Arthur não resistiu e conduziu os seus lábios aos dela, acariciando-os com ternura, desejo e paixão, um misto de sentimentos inexplicáveis a turbilhonar na sua alma. Os dois beijaram-se como nunca antes o haviam feito, porque o amanhã não existia, restava apenas minutos ou talvez segundos de uma vida sem sentido.

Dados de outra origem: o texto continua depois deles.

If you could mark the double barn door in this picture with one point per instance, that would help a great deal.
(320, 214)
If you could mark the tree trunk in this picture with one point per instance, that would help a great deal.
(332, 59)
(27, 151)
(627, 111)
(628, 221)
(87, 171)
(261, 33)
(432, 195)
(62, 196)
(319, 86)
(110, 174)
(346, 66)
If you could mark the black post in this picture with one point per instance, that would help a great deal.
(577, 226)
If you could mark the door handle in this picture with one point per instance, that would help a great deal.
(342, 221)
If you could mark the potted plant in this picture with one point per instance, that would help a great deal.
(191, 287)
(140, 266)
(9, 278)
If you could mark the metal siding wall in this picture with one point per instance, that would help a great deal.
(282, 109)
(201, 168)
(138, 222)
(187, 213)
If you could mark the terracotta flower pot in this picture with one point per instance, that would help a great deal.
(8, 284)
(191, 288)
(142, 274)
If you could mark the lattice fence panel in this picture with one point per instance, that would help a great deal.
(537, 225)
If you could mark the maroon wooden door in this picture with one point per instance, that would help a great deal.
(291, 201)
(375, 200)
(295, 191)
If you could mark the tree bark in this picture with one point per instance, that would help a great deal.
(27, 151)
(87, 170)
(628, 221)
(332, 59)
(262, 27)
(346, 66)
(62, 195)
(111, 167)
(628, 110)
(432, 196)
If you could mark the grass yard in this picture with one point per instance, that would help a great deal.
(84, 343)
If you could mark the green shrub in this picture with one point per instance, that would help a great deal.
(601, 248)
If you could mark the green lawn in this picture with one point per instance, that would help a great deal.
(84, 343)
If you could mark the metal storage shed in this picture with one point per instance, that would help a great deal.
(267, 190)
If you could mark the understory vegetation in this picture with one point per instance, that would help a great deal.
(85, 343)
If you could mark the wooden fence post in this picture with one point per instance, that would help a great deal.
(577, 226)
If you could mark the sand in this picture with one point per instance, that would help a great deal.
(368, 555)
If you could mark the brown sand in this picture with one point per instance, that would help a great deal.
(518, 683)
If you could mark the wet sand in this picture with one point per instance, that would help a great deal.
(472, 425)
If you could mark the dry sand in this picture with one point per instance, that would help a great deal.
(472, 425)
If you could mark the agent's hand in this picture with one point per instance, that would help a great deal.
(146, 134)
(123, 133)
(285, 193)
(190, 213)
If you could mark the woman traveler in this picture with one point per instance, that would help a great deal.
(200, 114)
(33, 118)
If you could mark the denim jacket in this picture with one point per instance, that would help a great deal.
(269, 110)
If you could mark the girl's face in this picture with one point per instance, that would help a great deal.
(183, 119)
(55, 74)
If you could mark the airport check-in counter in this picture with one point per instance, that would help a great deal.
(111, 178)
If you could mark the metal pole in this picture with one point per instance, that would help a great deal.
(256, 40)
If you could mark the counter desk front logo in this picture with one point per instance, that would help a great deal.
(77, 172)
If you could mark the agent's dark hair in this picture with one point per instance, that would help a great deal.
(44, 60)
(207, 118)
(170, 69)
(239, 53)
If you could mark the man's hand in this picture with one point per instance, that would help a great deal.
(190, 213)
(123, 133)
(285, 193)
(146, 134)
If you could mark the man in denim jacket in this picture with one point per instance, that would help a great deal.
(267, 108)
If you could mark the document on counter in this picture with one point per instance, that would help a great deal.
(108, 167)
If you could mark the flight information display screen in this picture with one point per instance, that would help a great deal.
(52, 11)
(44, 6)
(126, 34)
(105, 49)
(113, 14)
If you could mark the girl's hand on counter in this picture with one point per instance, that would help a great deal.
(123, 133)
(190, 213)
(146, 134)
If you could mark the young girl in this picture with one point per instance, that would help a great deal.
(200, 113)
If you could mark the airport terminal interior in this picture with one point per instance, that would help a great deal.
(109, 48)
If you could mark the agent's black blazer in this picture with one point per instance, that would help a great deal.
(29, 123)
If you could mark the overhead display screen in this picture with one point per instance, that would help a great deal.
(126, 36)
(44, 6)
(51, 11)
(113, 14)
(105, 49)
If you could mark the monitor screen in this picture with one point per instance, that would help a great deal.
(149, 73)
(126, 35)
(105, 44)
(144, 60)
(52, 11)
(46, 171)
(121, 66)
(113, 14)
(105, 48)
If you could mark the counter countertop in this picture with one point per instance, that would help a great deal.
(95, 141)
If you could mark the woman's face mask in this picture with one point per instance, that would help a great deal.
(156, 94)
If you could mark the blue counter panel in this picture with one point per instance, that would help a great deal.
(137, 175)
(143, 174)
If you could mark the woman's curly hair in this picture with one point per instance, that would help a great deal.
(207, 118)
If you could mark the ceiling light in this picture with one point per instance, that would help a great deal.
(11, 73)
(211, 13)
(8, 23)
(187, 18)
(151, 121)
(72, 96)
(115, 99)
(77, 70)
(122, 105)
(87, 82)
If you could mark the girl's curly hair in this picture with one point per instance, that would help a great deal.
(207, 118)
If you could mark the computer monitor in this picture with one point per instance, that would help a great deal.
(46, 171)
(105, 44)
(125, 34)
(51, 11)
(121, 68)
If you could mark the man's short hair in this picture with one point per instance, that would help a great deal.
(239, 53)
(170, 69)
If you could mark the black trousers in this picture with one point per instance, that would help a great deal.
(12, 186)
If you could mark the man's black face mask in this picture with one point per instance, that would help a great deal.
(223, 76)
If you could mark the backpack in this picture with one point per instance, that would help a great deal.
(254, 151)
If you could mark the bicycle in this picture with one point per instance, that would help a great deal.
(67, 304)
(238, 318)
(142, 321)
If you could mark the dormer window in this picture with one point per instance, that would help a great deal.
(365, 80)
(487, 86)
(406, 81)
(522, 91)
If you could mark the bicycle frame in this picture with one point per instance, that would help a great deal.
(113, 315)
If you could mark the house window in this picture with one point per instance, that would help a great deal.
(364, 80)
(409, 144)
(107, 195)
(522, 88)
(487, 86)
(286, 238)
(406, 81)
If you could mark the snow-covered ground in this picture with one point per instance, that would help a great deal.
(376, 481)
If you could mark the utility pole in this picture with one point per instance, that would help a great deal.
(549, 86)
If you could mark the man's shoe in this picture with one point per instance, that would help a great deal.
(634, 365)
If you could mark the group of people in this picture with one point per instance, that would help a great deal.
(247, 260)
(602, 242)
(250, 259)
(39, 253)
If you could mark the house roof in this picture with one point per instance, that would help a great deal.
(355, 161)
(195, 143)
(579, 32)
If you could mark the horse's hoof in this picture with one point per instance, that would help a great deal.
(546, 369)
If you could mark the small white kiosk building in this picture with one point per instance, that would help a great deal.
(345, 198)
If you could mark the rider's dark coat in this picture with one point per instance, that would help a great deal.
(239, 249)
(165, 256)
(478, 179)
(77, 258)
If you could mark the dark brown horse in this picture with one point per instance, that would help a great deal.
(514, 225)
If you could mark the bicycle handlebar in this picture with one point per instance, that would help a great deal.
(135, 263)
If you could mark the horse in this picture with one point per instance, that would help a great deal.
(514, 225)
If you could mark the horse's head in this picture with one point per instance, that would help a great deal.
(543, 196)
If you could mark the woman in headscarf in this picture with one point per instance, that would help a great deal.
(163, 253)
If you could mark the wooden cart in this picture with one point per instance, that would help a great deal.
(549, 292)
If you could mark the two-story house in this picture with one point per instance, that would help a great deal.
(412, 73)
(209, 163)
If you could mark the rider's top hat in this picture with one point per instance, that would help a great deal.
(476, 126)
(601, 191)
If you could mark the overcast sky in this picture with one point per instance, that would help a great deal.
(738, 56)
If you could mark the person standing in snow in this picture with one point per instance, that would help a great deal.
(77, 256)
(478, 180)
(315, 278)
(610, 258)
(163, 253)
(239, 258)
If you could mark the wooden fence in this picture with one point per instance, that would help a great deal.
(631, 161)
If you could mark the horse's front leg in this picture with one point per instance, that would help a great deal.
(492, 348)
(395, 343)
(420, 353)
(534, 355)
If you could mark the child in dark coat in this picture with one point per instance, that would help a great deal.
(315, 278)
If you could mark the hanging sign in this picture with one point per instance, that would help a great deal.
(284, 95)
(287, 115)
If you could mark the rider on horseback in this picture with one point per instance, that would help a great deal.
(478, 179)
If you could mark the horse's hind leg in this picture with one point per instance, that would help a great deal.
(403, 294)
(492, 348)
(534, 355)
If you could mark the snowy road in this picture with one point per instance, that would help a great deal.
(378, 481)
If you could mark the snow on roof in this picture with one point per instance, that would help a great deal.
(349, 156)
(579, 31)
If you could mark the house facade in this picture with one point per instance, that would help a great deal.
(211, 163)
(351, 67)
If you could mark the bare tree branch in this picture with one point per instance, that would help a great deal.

Por fim, o último suspiro de Patrícia atingiu-lhe a face e, num grito de dor, a sua alma quebrou-se, deixando uma ranhura profunda que jamais alguém curaria. As gotas de sangue brotavam-lhe dos olhos numa linha interminável, enquanto o corpo esguio dela se desfazia em cinzas nas suas mãos frias. Tudo se perderia no esquecimento, o seu cheiro, o toque da sua pele, o brilho do seu olhar, a perfeição do seu sorriso… Tudo perdido nas cinzas incandescentes que a consumiam até ao mais ínfimo pedaço.
O rapaz chorou até não existir mais sangue possível para expulsar pelos olhos, até a dor não ser mais que uma sensação de fundo que permaneceria constante, até sentir a paz que Patrícia sempre lhe transmitia a envolvê-lo.
***
Jonathan viu o seu amigo aproximar-se com um rosto onde os sentimentos eram imperfectíveis. Não ousou indagar sobre o sucedido no interior da habitação, de alguma forma antevia os acontecimentos através das cinzas que cruzaram o ar noturno e se perderam na imensidão da noite estrelada.
- E agora? – Perguntou numa nota minimamente natura.
- Agora vamos dormir, amanhã é dia de partir novamente. – Respondeu o vampiro.
Arthur seguiu na frente, num passo tranquilo, sabendo que a morte os poderia separar, mas o amor os manteria para sempre juntos até ao fim da eternidade.